Polymorphism discovery, quality control and sample genotyping followed a process described elsewhere11. Short sequence reads from 3,281 P. falciparum samples included in the MalariaGEN Plasmodium falciparum Community Project were aligned against the P. falciparum 3D7 reference sequence V3 using the bwa program38 as previously described11, to identify an initial global set of 3,373,632 potential SNPs. This list was then used to guide stringent realignment using the SNP-o-matic algorithm39, to reduce misalignment errors. Stringent alignments were then examined by a series of quality filters, with the aim of removing alignment artifacts and their sources. In particular, the following were removed: (i) noncoding SNPs; (ii) SNPs where polymorphisms had extremely low support (<10 reads in 1 sample); (iii) SNPs with more than 2 alleles, with the exception of loci known to be important for drug resistance, which were manually verified to not have artifacts; (iv) SNPs where coverage across samples was lower than the 25th percentile or higher than the 95th percentile of coverage in coding SNPs (these thresholds were determined from an analysis of artifact incidence); (v) SNPs located in regions of relatively low uniqueness11; (vi) SNPs where heterozygosity levels were found to be inconsistent with the heterozygosity distribution at the SNP's allele frequency; and (vii) SNPs where the genotype could not be established in at least 70% of samples. These analyses produced a final list of 681,587 high-quality SNPs in the 14 chromosomes of the nuclear genome, whose genotypes were used for analysis in this study.
All samples were genotyped at each high-quality SNP by a single allele, on the basis of the number of reads observed for the two alleles at that position in the sample. At positions with fewer than five reads, the genotype was set to undetermined (no call was made). At all other positions, the sample was determined to be heterozygous if both alleles were each observed in more than two reads; otherwise, the sample was called as homozygous for the allele observed in the majority of reads. For the purposes of estimating allele frequencies and genetic distances, a within-sample allele frequency (fw) was also assigned to each valid call. For heterozygous calls, fw was estimated as the ratio of the non-reference read count to the reference read count; homozygous calls were assigned fw = 0 when called with the reference allele and fw = 1 when called with the non-reference allele.
For specific analyses that required no genotype missingness in our data set, we produced a set of genotypes where missing calls (with coverage <5 reads) were assigned a genotype by simple imputation. First, we considered missing calls where the two flanking positions (on each side) had valid genotypes, imputing with the allele that most frequently appeared at the same position between the same flanking alleles in the full sample set. Finally, remaining samples with missing genotypes were assigned with the most common allele at that position in their population.
Genotype-phenotype association analysis (GWAS) and correction for population structure was performed using a linear mixed model, implemented in FaST-LMM v2.06. We tested 17,395 SNPs with MAF > 0.01 where genotype was encoded as the number of non-reference alleles (0 or 1). At each SNP, heterozygous calls were excluded from the test, to minimize the confounding effect of mixed infections. PCt1/2, estimated as described above, was used as the continuous dependent variable. A relationship matrix was calculated using a subset of 11,785 unlinked SNPs with MAF > 0.01, extracted using PLINK v1.07 (options: –indep-pairwise 100 10 0.3 –maf 0.01). In estimating the relationship matrix, we found that the exclusion of proximal SNPs (either within 10 kb or 100 kb of the tested variant) had no significant effect on the results (data not shown). Given the number of independent SNPs used, we applied Bonferroni correction to define for all GWAS analyses a significance threshold of P ≤ 1 × 10−7. In addition, we defined a ‘suggestive’ threshold at P ≤ 1 × 10−5 to help define high-ranking loci.

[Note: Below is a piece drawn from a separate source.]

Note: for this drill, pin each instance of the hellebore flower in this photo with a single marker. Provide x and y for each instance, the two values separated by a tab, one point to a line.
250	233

In a later analysis aimed at disentangling the residual effect of high-ranking loci after discounting the effect of kelch13 mutations, we performed a conditional analysis, including the kelch13 allele genotype as a fixed effect, as implemented in FaST-LMM.
Population genetics analysis.
For a given population P, we estimated the non-reference allele frequency (NRAF) at a given SNP as the mean of the within-sample allele frequency (fw) for all samples in P that had a valid genotype at that SNP. The MAF was computed as min(NRAF, (1 – NRAF)).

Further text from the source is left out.